Mutual blocking of two transactions or more results in a deadlock, where execution of these transactions is stalled, and no completion can be reached. A deadlock is a reflection of a potential cycle in the conflict graph, that would occur without the blocking. Deadlocks are resolved by aborting a transaction involved with such potential cycle (aborting one transaction per cycle is sufficient). Transactions aborted due to deadlock resolution are executed again.
[edit] Global serializability - Commitment ordering
Enforcing global serializability in a multidatabase system (typically distributed), where transactions span multiple databases (two or more), is problematic, since even if each database enforces serializability, the global schedule of all the databases is not necessarily serializable, and the needed communication between databases to reach conflict serializability using conflict information is excessive and unfeasible. An effective way to enforce conflict serializability globally in such a system is to enforce the Commitment ordering (CO, or Commit-order-serializability) property in each database. CO is a broad special case of conflict serializability, and if enforced locally in each database, also the global schedule possesses this property (CO). The only needed communication between the databases for this purpose is the (unmodified) messages of an atomic commitment protocol (e.g., the two phase commit protocol), already needed by each distributed transaction to reach atomicity. An effective local (to any single database) CO algorithm can run beside any local concurrency control mechanism (serializability enforcing mechanism) without interfering with its resource access scheduling strategy. As such CO provides a general, fully distributed solution (no central processing component or central data structure are needed) for guaranteeing global serializability in heterogeneous environments with different database system types and other multiple transactional objects (objects with states accessed and modified only by transactions) that may employ different serializability mechanisms.
CO by itself is not sufficient as a concurrency control mechanism, since it lacks the recoverability property, which should be supported as well.
SS2PL implies Commitment ordering, and any SS2PL compliant database can participate in multidatabase systems that utilize the CO solution without any modification or addition of a CO algorithm component.
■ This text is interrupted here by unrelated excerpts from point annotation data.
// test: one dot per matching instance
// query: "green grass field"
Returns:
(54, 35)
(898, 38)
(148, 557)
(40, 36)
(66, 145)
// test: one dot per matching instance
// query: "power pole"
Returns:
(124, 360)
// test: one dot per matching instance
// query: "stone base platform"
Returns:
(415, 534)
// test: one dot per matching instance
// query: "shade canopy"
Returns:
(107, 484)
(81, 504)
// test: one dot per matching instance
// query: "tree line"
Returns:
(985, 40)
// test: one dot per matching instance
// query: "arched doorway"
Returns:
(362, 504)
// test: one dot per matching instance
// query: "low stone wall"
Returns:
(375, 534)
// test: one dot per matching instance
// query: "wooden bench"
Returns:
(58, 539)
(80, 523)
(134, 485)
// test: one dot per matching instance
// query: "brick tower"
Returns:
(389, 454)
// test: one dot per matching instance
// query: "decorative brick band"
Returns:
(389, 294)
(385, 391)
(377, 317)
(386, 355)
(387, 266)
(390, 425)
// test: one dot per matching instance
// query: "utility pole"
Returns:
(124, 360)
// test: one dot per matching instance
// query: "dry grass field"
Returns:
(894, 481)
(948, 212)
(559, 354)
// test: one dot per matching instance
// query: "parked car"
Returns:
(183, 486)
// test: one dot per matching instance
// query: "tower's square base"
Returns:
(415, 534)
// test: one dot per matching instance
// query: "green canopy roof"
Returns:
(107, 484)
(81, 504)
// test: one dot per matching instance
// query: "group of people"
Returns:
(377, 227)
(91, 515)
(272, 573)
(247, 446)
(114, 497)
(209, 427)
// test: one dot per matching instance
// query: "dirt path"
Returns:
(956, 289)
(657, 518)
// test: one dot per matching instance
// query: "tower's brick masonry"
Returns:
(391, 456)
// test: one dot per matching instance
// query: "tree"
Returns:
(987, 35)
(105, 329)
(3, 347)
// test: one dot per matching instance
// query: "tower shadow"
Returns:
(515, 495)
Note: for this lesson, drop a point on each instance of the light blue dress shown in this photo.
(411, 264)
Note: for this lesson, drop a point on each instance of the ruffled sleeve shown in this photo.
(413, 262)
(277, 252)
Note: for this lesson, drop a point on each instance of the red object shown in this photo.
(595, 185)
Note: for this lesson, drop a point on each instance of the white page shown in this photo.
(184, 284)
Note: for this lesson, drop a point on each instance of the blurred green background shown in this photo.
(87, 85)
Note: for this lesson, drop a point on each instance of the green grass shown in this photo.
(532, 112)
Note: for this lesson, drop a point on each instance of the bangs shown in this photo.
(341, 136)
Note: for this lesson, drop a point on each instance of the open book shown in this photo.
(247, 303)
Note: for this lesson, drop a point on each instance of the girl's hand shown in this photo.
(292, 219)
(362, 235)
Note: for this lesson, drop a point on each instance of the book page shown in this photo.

With the Commitment ordering property the precedence (partial) order of transactions' commitment events is identical to the precedence (partial) order of the respective transactions as determined by their schedule's (acyclic) conflict graph. Any conflict serializable schedule can be made a CO compliant one, without aborting any transaction in the schedule, by delaying commitment events to comply with the needed partial order. The commitment event of a distributed transaction is always generated by some atomic commitment protocol (utilized to reach consensus among the transaction's components on whether to commit or abort it; this procedure is always carried out for distributed transactions, independently of concurrency control and CO). The atomic commitment protocol plays a central role in the distributed CO algorithm which enforces CO globally. In case of incompatible local commitment orders in two or more databases, which implies a global cycle (a cycle that spans two or more database) in the global conflict graph, the atomic commitment protocol breaks that cycle by aborting a transaction on the cycle.